My library has been exploring a series of children's events that we named S.T.R.E.A.M. (Science, Technology, Reading, Engineering, Arts, and Math). Our attempt to bring more STEM programming to the library. Recently I taught a basic class about Scratch programming (found at http://scratch.mit.edu). This a child-friendly graphical programming language to introduce children to the concepts of writing computer code. With Scratch, students learn very quickly about cause and effect. They also learn how to review or reread their code to find where a mistake or unintended action occurs.
I always start off my Scratch lesson with a quick intro to what is on the Scratch screen:
- Create button
- Scripts vs Sprites (You give short programs or "Scripts" to "Sprites" which are the individual characters in the project.)

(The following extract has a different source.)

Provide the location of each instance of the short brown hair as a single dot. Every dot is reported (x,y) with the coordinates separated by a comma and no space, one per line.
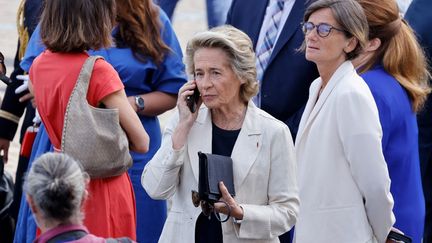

- Stage (Where you can see the audio and visual output when you run a program.)
- Green flag (To start your program)
- Sprite list (Where the characters and objects in your project are listed for selection and editing.)
- Palette (Holds all the code blocks used to control your Sprites.)
- Scripts area (Where you drag your code blocks from the Palette and stack them in sequences to make your Sprites do things.)
After this introduction I turn them loose with instructions on how to create the Dog Chases Crab game. I actually give them the code to copy into their own Scripts area. This is a great excercise in how to use the Scratch interface because my student programmers now need to determine where each block of code resides. My introductory lesson and code blocks can be found here.
How it went - Just as it happened the last time I taught a Scratch class, about half the students tried to create the game and half the students did their own thing. It gives the computer lab a somewhat chaotic feel. But I was impressed with how much sharing of code structure was being done between the students, most of whom were complete strangers to each other. They were truly collaborating and helping each other.